El director húngaro Janos Szasz, especializado en memorables dramas psicológicos, como Woyzeck (94) y Eyes of The Holocaust (00), entre otras cintas, dibuja en Opio, Diario de una mujer poseída (07) ciertas personalidades extremas. El doctor Jozsef Brenner (Ulrich Thomsen) es a la vez un médico y escritor que se encuentra bloqueado para escribir, teniendo que lidiar con enfermos y con sus propias enfermedades, como la de una enorme dependencia a la morfina. Gizella (Kirsti Stubo) es una mujer obsesionada con la idea de que el Mal la quiere invadir y apoderarse completamente de su vagina, y cuya expresión la lleva a sufrir con una compulsión por escribir. Sus terribles e incontrolables espasmos la llevan a ser objeto de medievales y salvajes tratamientos como baños de agua helada y electroshocks.

Brenner se interesa por Gizella primero como paciente. Pero luego el deseo lo cambia todo. Son como dos cuerpos de universos diferentes que siguiendo su órbita de pronto se acercaran y confluyeran en un punto, sus compulsiones sexuales, pero luego del encuentro la realidad de sus universos comienza a alejarlos, pues sus posiciones en esa sociedad cerrada que es el psiquiátrico y sus ideas son completamente diferentes.

La pretensión de ayuda del médico sobre la paciente se revierte y luego de su encuentro el que sale mejor librado es él, pues su bloqueo creativo desparece gracias al trabajo de ella, a sus textos escritos en sus diarios, mientras que él la trata como lo habían hecho anteriormente, aplicándole los viejos métodos medievales.

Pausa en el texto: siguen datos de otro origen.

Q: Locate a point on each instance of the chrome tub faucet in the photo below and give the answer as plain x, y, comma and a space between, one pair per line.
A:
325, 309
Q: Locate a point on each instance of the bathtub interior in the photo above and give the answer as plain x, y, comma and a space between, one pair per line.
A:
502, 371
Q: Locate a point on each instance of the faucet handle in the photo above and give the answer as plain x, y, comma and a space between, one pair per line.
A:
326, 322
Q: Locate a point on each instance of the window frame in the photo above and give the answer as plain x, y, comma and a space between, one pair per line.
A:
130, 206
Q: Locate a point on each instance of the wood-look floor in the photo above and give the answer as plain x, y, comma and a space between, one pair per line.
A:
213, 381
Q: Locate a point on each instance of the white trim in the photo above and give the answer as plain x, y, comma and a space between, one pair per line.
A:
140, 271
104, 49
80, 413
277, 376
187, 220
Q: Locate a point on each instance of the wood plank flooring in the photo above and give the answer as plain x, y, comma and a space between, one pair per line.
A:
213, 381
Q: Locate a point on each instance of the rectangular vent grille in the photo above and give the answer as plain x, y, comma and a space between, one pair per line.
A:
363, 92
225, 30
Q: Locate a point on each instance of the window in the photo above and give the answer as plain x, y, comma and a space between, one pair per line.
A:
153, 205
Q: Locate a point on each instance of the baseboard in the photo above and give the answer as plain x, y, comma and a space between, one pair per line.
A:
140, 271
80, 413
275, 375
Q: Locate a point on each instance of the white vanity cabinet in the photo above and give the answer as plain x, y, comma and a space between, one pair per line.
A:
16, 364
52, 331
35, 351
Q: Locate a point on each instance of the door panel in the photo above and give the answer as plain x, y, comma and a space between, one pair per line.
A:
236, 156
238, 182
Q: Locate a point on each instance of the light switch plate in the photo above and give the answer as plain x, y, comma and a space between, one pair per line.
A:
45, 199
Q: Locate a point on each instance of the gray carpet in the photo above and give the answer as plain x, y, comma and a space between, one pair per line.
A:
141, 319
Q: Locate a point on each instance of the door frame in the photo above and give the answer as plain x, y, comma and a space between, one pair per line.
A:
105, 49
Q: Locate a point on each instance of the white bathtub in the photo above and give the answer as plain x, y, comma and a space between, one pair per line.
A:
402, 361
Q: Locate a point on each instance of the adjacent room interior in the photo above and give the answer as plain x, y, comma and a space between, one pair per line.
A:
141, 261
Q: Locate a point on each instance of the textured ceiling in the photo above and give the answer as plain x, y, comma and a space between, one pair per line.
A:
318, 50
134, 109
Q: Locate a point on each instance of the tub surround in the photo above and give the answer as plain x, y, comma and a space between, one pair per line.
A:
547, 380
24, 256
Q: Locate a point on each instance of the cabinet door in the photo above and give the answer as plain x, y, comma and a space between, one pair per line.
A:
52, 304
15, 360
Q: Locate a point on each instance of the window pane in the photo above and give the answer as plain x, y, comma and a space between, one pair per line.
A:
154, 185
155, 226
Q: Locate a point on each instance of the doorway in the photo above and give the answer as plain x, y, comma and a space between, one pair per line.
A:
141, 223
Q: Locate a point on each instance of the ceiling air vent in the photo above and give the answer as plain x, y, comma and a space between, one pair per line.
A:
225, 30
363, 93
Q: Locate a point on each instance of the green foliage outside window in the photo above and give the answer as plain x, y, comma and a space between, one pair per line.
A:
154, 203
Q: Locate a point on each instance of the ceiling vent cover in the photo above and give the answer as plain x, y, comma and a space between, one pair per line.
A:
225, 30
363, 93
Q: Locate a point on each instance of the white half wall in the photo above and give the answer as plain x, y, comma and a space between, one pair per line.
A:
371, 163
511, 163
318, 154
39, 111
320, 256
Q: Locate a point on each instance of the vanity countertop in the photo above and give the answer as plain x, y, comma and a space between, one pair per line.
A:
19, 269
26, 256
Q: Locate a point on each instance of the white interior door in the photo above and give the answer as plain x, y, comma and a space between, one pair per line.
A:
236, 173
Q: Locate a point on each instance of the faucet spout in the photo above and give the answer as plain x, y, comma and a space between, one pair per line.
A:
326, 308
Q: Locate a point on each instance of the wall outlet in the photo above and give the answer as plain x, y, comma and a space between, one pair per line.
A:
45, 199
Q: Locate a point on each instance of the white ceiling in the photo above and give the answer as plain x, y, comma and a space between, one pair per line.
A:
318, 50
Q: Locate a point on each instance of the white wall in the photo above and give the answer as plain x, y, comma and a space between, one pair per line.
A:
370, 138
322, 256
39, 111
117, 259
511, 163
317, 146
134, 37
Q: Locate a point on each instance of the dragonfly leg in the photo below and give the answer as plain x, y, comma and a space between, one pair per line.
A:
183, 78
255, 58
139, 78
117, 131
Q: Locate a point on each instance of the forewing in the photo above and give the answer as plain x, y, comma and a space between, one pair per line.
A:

Las actuaciones son de un intenso dramatismo, descarnadas al grado de rozar el hiperrealismo. La delicada y precisa fotografía de Tibor Mathe nos introduce en un mundo sombrío de finales del siglo XIX, evocando con closeups sobre las texturas rugosas de viejas paredes descarapeladas, de la frialdad de las celdas de los pacientes, de la crudeza del sexo y de la miseria del espíritu humano, una perturbadora opresión difícil de quitar, un simbolismo difícil de descifrar. Todo un caso para el psicoanálisis.

La trama recuerda un poco, aunque sin su carácter particularmente esotérico, a la extravagante cinta del polaco Andrzej Zulawski Possession (81), en la que una mujer se ve irresistible y perturbadoramente compelida a tener relaciones sexuales con una criatura diabólica de enormes tentáculos, dando rienda suelta a una enferma pasión que no conoce límites. Pero los límites entre Brenner y Gizella regresan finalmente en forma de un tratamiento de cincel y martillo. Se trata en suma de una cinta inquietante que muestra una vez más la distancia entre el cine comercial norteamericano y una obra de autor europea: diferentes orientaciones dramáticas, temáticas y técnicas.